Como siempre, las imágenes de las historias se me adelantan. Los primeros resentimientos de Madre tendrían que haber pasado por aquí hace rato, y los he dejado ir. Son tantos que, cuando los recuerdo, no sé dónde ponerlos. A Madre le costó mucho perdonar que Padre, mientras estaban de novios, fuera a revolcarse con las sirvientas en los bailes en vez de quedarse conversando con los futuros suegros y dándose a conocer un poco más.

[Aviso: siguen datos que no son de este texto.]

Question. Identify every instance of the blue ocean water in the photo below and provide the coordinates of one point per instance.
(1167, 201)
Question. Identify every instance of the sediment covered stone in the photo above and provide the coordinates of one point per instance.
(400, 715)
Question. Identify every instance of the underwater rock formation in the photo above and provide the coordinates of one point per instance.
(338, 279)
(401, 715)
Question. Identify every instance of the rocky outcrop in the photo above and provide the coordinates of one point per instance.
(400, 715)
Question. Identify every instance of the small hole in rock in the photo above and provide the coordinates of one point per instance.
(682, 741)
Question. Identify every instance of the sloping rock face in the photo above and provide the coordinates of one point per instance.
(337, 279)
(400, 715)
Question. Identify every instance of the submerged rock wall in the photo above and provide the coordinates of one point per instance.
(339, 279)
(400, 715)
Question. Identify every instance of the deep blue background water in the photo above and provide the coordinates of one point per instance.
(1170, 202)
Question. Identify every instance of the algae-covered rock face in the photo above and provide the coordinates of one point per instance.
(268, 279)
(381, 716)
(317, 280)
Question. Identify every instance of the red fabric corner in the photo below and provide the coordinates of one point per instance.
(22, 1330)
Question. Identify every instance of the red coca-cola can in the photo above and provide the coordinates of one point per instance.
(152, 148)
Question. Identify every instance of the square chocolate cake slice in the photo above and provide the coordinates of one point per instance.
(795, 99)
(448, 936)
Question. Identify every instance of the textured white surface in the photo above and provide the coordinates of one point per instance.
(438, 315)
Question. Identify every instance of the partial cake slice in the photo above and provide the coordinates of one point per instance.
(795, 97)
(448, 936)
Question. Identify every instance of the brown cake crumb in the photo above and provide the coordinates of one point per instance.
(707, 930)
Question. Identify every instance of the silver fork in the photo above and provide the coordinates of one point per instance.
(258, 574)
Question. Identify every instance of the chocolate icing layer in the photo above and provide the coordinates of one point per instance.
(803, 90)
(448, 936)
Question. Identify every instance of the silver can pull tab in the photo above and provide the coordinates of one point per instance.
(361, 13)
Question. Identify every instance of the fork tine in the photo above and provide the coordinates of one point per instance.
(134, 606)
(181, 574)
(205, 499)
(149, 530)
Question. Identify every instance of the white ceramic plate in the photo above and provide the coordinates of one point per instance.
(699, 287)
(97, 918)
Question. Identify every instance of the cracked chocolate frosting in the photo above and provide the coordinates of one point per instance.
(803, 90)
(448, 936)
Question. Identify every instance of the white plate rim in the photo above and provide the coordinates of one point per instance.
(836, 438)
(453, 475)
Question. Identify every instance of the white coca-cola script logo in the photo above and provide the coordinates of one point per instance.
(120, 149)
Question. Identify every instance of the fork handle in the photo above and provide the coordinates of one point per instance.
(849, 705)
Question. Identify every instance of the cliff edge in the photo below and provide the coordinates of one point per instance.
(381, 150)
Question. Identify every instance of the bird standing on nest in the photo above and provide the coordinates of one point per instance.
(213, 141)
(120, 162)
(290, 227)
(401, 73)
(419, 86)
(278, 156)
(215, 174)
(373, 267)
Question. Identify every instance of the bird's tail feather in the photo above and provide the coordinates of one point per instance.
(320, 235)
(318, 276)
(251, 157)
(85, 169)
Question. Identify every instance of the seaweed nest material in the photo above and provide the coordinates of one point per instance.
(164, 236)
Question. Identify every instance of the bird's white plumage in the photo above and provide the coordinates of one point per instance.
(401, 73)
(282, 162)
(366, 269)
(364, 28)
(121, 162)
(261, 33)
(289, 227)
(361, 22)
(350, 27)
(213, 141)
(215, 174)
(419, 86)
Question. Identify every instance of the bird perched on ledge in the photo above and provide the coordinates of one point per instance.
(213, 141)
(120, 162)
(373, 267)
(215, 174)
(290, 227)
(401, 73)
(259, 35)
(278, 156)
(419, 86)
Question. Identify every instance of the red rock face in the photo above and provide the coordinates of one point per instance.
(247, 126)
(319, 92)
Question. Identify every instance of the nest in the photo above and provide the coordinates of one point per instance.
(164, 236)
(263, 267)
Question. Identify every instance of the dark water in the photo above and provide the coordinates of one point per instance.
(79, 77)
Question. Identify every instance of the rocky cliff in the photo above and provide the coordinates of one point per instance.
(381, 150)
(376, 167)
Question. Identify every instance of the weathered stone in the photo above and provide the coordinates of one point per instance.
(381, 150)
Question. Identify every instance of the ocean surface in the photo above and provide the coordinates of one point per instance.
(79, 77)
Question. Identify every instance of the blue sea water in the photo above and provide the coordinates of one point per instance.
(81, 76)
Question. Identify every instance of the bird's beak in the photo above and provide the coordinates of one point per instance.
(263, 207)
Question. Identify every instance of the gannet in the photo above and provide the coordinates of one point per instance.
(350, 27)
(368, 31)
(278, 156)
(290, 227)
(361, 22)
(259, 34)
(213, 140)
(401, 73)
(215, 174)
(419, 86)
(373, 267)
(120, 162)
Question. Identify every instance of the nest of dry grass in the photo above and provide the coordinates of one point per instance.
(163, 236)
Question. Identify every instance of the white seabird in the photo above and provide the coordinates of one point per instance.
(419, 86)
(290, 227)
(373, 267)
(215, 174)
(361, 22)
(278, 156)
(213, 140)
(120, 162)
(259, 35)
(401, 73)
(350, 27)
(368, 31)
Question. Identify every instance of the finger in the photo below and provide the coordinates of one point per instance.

Padre hubiera preferido acostarse con ella antes del casamiento. Hacía ya tiempo que deseaba hacer el amor con una mujer de su clase. Aún no le había sucedido: sólo con putas y con sirvientas. Sentía curiosidad por saber cómo era el deseo de las mujeres que consideraba normales. Pero Madre nunca lo deseó: ni siquiera cuando aceptó casarse. Pasaba el día bordando sábanas y cosiendo camisones de organdí con moños de seda en el pecho y vestidos surcados de pliegues, con las mangas abullonadas: su ajuar de novia. Llegaba Padre a verla, y sentado a sus espaldas, en el confidente, le narraba los azares de las cosechas y las lidias con los peones. Madre fingía deslumbrarse, para que Padre se decidiera de una vez a besarla, lo que equivalía a fijar la fecha del matrimonio. Cuando por fin lo hizo resultó un fiasco. Le pidió permiso y apenas le acercó los labios a la frente. Padre estaba lleno de pasión, pero temía que Madre reaccionara mal si descubría que su ímpetu era tan grande. No mostró su pasión entonces y, como suele suceder, no se atrevió a mostrarla nunca más.

Pasamos la luna de miel en blanco, solía contar Madre a las visitas: Padre tuvo dolor de muelas desde que llegamos al hotel. Tardó días en calmarse. Ah no, fue apenas un momento, decía Padre: sentí unas puntadas feroces en la muela pero al rato me alivié. Lo de Madre fue peor. Me dio unas aspirinas y se encerró en el baño. No pude sacarla en toda la noche ni a la mañana siguiente. Debí usar el baño del pasillo para mis menesteres. Cada tanto, ella me preguntaba desde adentro: ¿Y? ¿Te duele la muela todavía? Yo le contestaba: Ya no, ahora me siento bien, podes salir. Pero Madre insistía: No te creo. La muela sigue doliéndote, seguro. Cuando te crea voy a salir.